Chapter 1: The Mountain, from Making Little Things Count and Big Things Better

I was invited to spend a Shabbos as the guest of the Seattle kollel, a kollel which was the fruit of four Torah Umesorah S.E.E.D. programs.

There is much to be said and written about the unique Seattle Jewish community in general, and the accomplishments of the kollel in particular. There are lessons of lifelong friendship, organizational shalom bayis, and dedicated people. I want to share a lesson I learned from The Mountain.

Seventy miles to the south of Seattle lies Mt. Rainier, one of the tallest mountains in North America. It stands 14,410-feet high, and its year–round snowcapped peaks can be clearly seen for miles around. Mt. Rainier is a dominant force in the state of Washington; in fact, its picture is featured on the license plates. When a house is built on a hill in Seattle, the architect tries to position the major living areas to face south, and will often include floor–to–ceiling glass walls to view The Mountain.

We drove to Mt. Rainier and were overwhelmed by the beauty the Almighty vested in the Northwest. All around the base of the mountain, for a fifty-mile radius, there are tall evergreen trees that flourish in the mild climate and snow–fed streams. Magnificent lakes, rivers, and miles of trails make this area one of the most desirable in the country for camping and hiking.

After an exciting day at The Mountain, we came back to the city and I went to Minchah. After davening I was sharing my excitement with a group of local residents and another guest also from back east. After briefly listening to my description, the guest said, “I wonder if I could get a Coca-Cola sign on top of The Mountain. That would be a great advertisement!”

Suddenly the group, which had been talkative and congenial, became quiet and cold. The out-of-towner immediately realized he had said something inappropriate and apologized by saying, “I was only kidding about the sign. It was just a joke.”

One of the locals looked at him, and, after what seemed like a very long time, quietly said, “Sir, we don’t joke about The Mountain!”

That caught my attention. It meant that because we recognize the unique beauty of this gift, because we appreciate the quality of life we enjoy because of the income from the lumber and tourist industries, The Mountain is too special to joke about!

It set me thinking about the phrase, “It’s just a joke.” We all enjoy an appropriate joke, and a good kibbitz has become a matter of routine. These oil the wheels of social interaction and inject a light touch to otherwise weighty conversation.

There was a time when certain people were considered too prominent, and certain subjects too sacred for jest. Over the past fifty years, the media has eroded respect for anyone or anything to the point where, in Western culture today, there is nothing about which we cannot joke.

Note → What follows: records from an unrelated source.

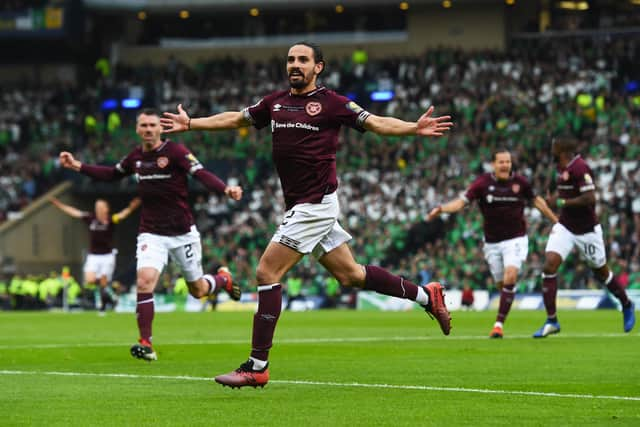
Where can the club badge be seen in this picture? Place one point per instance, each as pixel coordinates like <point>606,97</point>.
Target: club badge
<point>162,162</point>
<point>313,108</point>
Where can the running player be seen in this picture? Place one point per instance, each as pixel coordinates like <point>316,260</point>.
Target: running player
<point>305,121</point>
<point>101,259</point>
<point>166,227</point>
<point>578,227</point>
<point>501,197</point>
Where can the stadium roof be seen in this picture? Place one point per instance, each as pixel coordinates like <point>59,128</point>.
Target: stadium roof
<point>238,4</point>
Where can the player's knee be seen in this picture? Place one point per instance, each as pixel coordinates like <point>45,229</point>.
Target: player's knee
<point>197,292</point>
<point>265,276</point>
<point>353,277</point>
<point>145,283</point>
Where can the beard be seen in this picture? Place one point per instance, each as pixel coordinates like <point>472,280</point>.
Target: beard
<point>298,84</point>
<point>301,82</point>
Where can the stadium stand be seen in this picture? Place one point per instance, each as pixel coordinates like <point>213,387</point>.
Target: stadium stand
<point>518,98</point>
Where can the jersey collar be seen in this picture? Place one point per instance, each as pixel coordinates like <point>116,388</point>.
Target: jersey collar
<point>308,94</point>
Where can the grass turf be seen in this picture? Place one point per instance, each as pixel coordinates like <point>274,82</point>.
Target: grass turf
<point>359,369</point>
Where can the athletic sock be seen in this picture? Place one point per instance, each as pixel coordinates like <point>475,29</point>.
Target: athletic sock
<point>144,314</point>
<point>549,291</point>
<point>265,320</point>
<point>507,295</point>
<point>258,364</point>
<point>380,280</point>
<point>617,290</point>
<point>216,282</point>
<point>104,299</point>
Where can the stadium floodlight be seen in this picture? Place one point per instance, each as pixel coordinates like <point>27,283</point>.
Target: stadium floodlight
<point>131,103</point>
<point>110,104</point>
<point>382,95</point>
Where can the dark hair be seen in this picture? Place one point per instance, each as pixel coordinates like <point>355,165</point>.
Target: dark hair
<point>148,112</point>
<point>497,151</point>
<point>565,144</point>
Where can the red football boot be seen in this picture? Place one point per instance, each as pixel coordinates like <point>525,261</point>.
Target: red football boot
<point>143,350</point>
<point>496,332</point>
<point>245,376</point>
<point>437,307</point>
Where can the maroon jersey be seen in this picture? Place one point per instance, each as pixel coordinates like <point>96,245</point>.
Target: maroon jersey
<point>572,181</point>
<point>162,185</point>
<point>501,204</point>
<point>100,234</point>
<point>305,131</point>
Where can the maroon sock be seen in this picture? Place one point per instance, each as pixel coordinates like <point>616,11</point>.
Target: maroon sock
<point>144,314</point>
<point>506,299</point>
<point>549,291</point>
<point>220,282</point>
<point>617,290</point>
<point>104,299</point>
<point>264,321</point>
<point>380,280</point>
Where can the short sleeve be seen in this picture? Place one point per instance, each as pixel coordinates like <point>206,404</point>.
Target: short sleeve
<point>584,179</point>
<point>527,189</point>
<point>474,191</point>
<point>348,113</point>
<point>259,114</point>
<point>126,165</point>
<point>186,160</point>
<point>87,217</point>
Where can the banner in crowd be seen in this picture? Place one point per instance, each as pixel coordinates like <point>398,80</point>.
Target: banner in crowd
<point>567,299</point>
<point>367,300</point>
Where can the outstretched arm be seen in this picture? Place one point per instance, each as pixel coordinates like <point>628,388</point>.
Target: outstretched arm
<point>69,210</point>
<point>425,126</point>
<point>181,122</point>
<point>133,205</point>
<point>450,207</point>
<point>213,183</point>
<point>101,173</point>
<point>585,199</point>
<point>542,206</point>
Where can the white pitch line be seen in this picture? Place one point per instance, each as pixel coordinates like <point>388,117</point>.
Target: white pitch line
<point>310,340</point>
<point>335,384</point>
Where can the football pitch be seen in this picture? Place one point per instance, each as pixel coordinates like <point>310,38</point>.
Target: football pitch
<point>328,368</point>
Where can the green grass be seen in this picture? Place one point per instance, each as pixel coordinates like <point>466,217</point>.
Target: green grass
<point>333,350</point>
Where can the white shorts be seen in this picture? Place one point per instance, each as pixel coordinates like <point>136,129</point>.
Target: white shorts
<point>312,227</point>
<point>185,250</point>
<point>508,253</point>
<point>590,245</point>
<point>101,264</point>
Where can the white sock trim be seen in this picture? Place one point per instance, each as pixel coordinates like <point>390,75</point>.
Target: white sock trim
<point>212,281</point>
<point>609,278</point>
<point>422,297</point>
<point>258,364</point>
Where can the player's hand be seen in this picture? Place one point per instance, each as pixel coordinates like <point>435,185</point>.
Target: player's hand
<point>234,192</point>
<point>172,123</point>
<point>68,161</point>
<point>433,126</point>
<point>435,212</point>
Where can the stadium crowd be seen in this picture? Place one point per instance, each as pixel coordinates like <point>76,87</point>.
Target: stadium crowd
<point>517,99</point>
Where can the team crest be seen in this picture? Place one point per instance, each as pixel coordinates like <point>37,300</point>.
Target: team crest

Yet we, as Torah–observant Jews, have to realize that our values are different. There truly are people and subjects about which any joke is inappropriate. Our parents; Torah, its teachers, students, and yeshivos; mitzvos and those who observe them -- all are unique gifts from the Almighty. They enrich our quality of life, give meaning, purpose, and eternity to our actions, and afford us the opportunity to live a fulfilled life . . . all too special to joke about!

“We don’t joke about The Mountain” is a good reminder that even jest has its limitations.